Cell viability was detected using MTT assay. LDH (lactate dehydrogenase) leakage was detected using CytoTox96® non-radioactive cytotoxicity kit. Apoptosis was detected by FCM (flow cytometry). Caspase activation was determined by chemiluminescence or western blotting. AIF (apoptosis-inducing factor) expression in the cell fraction was determined by western blotting. ROS (reactive oxygen species), MMP (mitochondrial membrane potential) and mitochondrial mass were determined by confocal microscope. Intracellular calcium was detected by both FCM and confocal microscope. To determine the roles of ROS and Ca^2 + in the pro-apoptotic activity of miltirone, colon cancer cells were pretreated with kinds of antioxidants, dicoumarol, calpeptin or BAPTA-AM in some cases.

Key findings

Miltirone exhibited potent cytotoxicity on colon cancer cells with a better selectivity than that of dihydrotanshinone. The pro-apoptotic activity of miltirone was p53- and ROS-dependent. In detail, miltirone induced direct mitochondrial damage, including significant decrease of mitochondrial ROS, MMP, mass and increase of intracellular ROS and Ca^2 +. NQO1 (quinone oxidoreductase1) was supposed to be a defender for the cytotoxicity induced by miltirone in colon cancer cells.
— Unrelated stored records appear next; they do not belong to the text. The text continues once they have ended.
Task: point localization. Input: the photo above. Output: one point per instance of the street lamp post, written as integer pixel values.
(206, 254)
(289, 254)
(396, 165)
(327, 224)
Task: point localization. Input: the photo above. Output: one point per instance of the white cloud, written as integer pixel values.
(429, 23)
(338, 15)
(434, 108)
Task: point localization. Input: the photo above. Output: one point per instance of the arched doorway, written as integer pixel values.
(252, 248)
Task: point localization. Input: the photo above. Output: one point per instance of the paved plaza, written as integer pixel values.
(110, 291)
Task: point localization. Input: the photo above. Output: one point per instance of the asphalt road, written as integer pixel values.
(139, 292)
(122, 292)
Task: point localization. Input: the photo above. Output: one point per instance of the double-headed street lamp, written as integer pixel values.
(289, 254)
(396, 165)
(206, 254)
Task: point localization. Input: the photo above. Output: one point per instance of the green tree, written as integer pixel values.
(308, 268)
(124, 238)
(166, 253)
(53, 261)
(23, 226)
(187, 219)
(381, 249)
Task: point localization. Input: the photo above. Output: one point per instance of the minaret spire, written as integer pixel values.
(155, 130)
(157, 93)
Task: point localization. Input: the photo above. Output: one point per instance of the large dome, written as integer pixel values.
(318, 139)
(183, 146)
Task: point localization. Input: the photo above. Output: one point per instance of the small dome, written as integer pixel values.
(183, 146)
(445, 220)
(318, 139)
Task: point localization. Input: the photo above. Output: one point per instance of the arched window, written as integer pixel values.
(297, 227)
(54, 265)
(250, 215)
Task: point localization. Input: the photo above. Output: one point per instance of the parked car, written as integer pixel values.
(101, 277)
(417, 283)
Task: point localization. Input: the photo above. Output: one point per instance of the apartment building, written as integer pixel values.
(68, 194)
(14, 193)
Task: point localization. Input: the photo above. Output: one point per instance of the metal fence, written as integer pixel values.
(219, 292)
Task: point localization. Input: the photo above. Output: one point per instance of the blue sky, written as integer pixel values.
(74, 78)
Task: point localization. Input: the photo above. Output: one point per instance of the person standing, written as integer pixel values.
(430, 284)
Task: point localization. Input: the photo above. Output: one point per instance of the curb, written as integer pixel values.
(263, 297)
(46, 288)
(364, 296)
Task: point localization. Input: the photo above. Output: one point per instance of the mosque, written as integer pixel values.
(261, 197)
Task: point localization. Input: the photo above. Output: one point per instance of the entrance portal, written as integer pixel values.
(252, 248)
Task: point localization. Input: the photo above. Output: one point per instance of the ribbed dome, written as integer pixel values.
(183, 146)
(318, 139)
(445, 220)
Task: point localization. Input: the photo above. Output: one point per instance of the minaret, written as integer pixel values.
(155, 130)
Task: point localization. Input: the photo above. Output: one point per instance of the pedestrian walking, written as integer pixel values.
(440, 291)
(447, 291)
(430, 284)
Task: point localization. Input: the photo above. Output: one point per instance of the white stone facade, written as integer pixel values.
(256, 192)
Furthermore, miltirone induced time- and concentration-dependent translocation of AIF and activation of caspases.

Significance

In this study, ROS- and p53-dependent apoptosis induced by miltirone on colon cancer cells was firstly revealed. Strong positive feedback between mitochondrial dysfunction and accumulation of intracellular Ca^2 + was suggested to be the characteristic of the anti-colon cancer activity of miltirone.